Krystian zaczynał z żoną Eweliną, teraz w portal zaangażowany jest również Mariusz Kowalik z Wrocławia, który jest kierowcą ciężarówki i pracuje w firmie transportowej. Ma doświadczenie w social mediach. W Herbach koło Częstochowy prowadził portal internetowy o tej samej tematyce co Kąty Wrocławskie na sygnale. Robi zdjęcia i wywiady, nagrywa wideo.
– Mariusz komentował nasze posty. Napisałem do niego na priv na Messengera i zaprosiłem do współpracy. Teraz portal robimy wspólnie, ma uprawnienia administratora. Ma doświadczenie i wiele mnie nauczył – wylicza Krystian.
Wśród stałych współpracowników Krystiana są znajomi, z pomocy drogowej z Kątów Wrocławskich i Wrocławia: Maciej, Paweł, Jacek, Wojtek i Mirek, którzy jeżdżą na lawetach i szybko są przy różnego rodzaju wypadkach i zdarzeniach drogowych. To ich zdjęcia najczęściej pojawiają się na portalu. To grono uzupełniają prywatne kontakty i znajomi.
Pomoc drogowa na podwrocławskich autostradach
Kąty Wrocławskie są tuż obok autostrady A4, a tam wypadków i kolizji nie brakuje. Dla firm pomocy drogowej to prawdziwe „Eldorado”. Wystarczy przypomnieć, że najwięcej w Polsce mandatów za przekroczenie prędkości jest właśnie na A4 na odcinku Kostomłoty – Kąty Wrocławskie.
– Bielany Wrocławskie – Kostomłoty to na tym odcinku najczęściej dochodzi do różnego rodzaju wypadków, kolizji i utrudnień na autostradzie – wylicza Krystian.
Pasja i hobby. Przekazywanie informacji
Jak na amatorów, pracujących zawodowo i traktujących to co robią jako hobby działają szybko. Najczęściej w ciągu godziny od zdarzenia publikują na portalu informację ze zdjęciami.
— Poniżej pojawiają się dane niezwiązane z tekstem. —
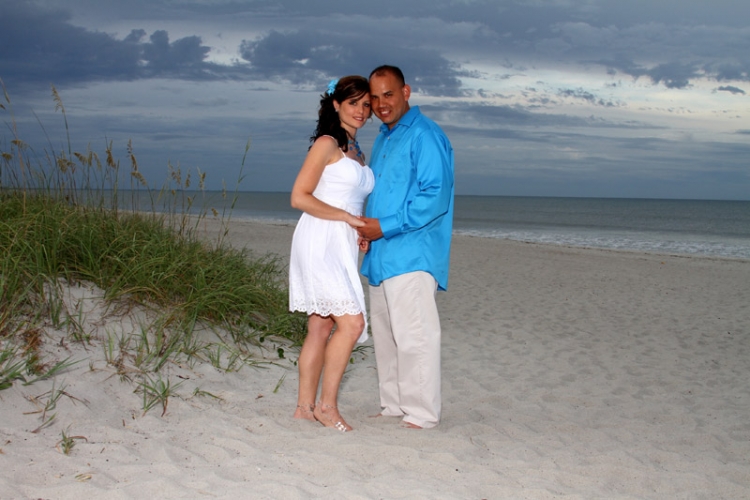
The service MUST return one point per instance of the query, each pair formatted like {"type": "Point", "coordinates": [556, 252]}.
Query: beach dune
{"type": "Point", "coordinates": [567, 373]}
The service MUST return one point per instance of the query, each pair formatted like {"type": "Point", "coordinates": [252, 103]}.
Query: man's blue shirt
{"type": "Point", "coordinates": [412, 199]}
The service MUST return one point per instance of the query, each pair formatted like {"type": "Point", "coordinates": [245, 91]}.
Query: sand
{"type": "Point", "coordinates": [567, 373]}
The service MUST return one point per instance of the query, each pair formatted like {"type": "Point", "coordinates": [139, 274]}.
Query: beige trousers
{"type": "Point", "coordinates": [406, 333]}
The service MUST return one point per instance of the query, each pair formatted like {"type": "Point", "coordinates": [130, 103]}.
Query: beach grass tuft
{"type": "Point", "coordinates": [65, 220]}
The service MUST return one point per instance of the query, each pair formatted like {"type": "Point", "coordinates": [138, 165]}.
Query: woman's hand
{"type": "Point", "coordinates": [354, 221]}
{"type": "Point", "coordinates": [363, 245]}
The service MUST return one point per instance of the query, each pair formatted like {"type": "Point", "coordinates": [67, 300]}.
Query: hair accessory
{"type": "Point", "coordinates": [332, 87]}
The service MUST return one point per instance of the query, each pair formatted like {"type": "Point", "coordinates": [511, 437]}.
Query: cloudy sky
{"type": "Point", "coordinates": [603, 98]}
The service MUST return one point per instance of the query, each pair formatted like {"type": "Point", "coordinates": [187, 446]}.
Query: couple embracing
{"type": "Point", "coordinates": [405, 234]}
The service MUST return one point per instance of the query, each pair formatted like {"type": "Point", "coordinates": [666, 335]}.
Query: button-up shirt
{"type": "Point", "coordinates": [412, 199]}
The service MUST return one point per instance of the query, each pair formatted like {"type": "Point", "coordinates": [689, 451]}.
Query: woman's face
{"type": "Point", "coordinates": [353, 112]}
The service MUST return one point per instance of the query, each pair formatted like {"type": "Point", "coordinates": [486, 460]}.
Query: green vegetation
{"type": "Point", "coordinates": [61, 224]}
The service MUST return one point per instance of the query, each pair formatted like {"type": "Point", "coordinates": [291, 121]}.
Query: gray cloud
{"type": "Point", "coordinates": [731, 89]}
{"type": "Point", "coordinates": [310, 56]}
– Na ile jesteśmy w stanie zrobić coś sami, najczęściej w Kątach to ja lub Ewelina jedziemy na miejsce, robimy zdjęcia i opis zdarzenia. Jeżeli jest to dalej, to proszę o pomoc znajomych. Wspierają nas też czytelnicy, którzy podsyłają zdjęcia – mówi twórca portalu.
Po co to robi? – By zaspokoić ciekawość – mówi szczerze i dodaje: – Ludzie lubią wiedzieć co się dzieje. Widać to po różnego rodzaju forach czy nawet w zwykłej kolejce w sklepie, gdzie często pada pytanie: A co tam się stało? – wylicza.
Nie zarabia na portalu. Dlaczego dodał znak wodny na zdjęciach?
Krystian nie zarabia na portalu, robi to hobbystycznie. Ci, którzy podsyłają mu informację mają z tego satysfakcję, bo zdjęcia są opisane.
Do zdjęć dodał znak wodny, po tym jak jeden z lokalnych wrocławskich portali internetowych przywłaszczył sobie ich zdjęcia. – Na taką kradzież są sposoby i Facebook reaguje szybko – zaznacza.
Internauci udostępniają dalej
Dziennie wrzucają od kilku do kilkunastu postów. Dają krótką informację: godzinę, datę, miejsce zdarzenia, co się stało i zdjęcie. Internauci komentują, dodają szczegóły i udostępniają dalej.
Przykładowe komentarze pod postami, zapis oryginalny:
- No dziś u nas szaleństwo z tymi wypadkami.
- Wiadomo jaka przyczyna? zasłabnięcie czy "coś innego".
- Porsche jeszcze stoi ale już zabierają powoli.
- O 4 w nocy jakoś ten wypadek był. Poszkodowany biegł za sprawcą, ale mu uciekł. Potem policja z psem przyjechała i zaczęli go szukać.
- Kolejny się za dużo naoglądał Szybkich i Wściekłych.
Plany na przyszłość portalu?
– Na razie nie wiemy, zobaczymy jak to się rozwinie. Raczej nie będziemy na tym zarabiać. To jest nasza pasja, sprawia nam przyjemność i nie chcemy tego zmieniać – wylicza Krystian.